The high cost of production and competition from imported goods is taking the sweetness out of business for local manufacturers of chocolates and confectionary.
Sri Lankan manufacturers of chocolates and sweets met last Friday to discuss the crisis that has hit the industry. They say that costs, inflation and consumer buying power have cut growth by 10 percent, threatening an industry that employs an estimated 200,000 people.
Speaking to the media, following the Lanka Confectionery Manufacturers’ Association annual general meeting, the organisation’s newly re-elected president Quintus Perera (not the writer) said the local confectionary industry was not getting the support it needed.
Mr. Perera said consumers were turning increasingly to imported confectionary, including chocolates, which are being sold at highly competitive prices, and that not all imported confectionary was of a high standard .Meanwhile, local manufacturers had to import almost all of their raw materials, all of which are heavily taxed: in addition to the 28 percent duty on raw materials, manufacturers must also pay another 25 percent in cess charges.

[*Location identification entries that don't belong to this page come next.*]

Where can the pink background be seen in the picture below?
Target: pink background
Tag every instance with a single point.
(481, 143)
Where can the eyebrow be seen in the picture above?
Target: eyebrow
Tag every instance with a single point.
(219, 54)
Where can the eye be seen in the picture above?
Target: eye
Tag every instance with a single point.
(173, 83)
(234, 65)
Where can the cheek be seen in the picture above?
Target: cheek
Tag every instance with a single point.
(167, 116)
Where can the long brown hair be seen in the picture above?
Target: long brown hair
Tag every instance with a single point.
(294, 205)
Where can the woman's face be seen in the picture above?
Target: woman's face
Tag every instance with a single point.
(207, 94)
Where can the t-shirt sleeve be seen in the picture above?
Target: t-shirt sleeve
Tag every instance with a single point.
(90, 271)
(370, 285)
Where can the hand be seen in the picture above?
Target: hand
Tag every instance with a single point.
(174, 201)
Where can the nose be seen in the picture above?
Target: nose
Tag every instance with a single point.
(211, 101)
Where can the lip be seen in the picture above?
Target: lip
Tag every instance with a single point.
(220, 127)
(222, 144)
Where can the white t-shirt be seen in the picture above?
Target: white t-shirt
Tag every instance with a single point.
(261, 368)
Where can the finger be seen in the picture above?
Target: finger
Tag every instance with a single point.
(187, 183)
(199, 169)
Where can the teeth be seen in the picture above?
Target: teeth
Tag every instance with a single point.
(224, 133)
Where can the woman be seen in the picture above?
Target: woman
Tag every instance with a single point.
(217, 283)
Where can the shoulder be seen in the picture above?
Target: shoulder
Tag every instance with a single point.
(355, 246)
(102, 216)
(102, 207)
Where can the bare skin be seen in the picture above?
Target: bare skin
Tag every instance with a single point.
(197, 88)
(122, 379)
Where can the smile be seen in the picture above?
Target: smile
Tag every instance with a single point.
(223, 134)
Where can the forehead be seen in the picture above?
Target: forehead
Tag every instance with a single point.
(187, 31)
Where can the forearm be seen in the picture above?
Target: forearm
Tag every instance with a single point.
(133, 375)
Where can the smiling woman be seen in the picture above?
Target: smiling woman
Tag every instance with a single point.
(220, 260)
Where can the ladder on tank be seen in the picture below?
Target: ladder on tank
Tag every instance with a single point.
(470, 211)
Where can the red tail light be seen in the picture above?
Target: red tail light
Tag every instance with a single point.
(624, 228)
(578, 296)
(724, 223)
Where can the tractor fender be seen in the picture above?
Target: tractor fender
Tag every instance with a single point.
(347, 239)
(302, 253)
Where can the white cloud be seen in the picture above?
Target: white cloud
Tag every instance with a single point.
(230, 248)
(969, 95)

Complicated procedures are required for the import of gelatin, a key raw material used in the production of jujubes, marshmallows and other confectionery products. Manufacturers must apply to the Department of Animal Production and Health, Peradeniya, which issues a letter to the Controller of Imports and Exports, who then grants a licence for the import of gelatin. Meanwhile, wholesalers were importing confectionary and gelatin-based confectionary products, such as cup jellies, without any restrictions, he said.
Mr. Perera believes that the government should take steps to protect the local chocolates and confectionary industry.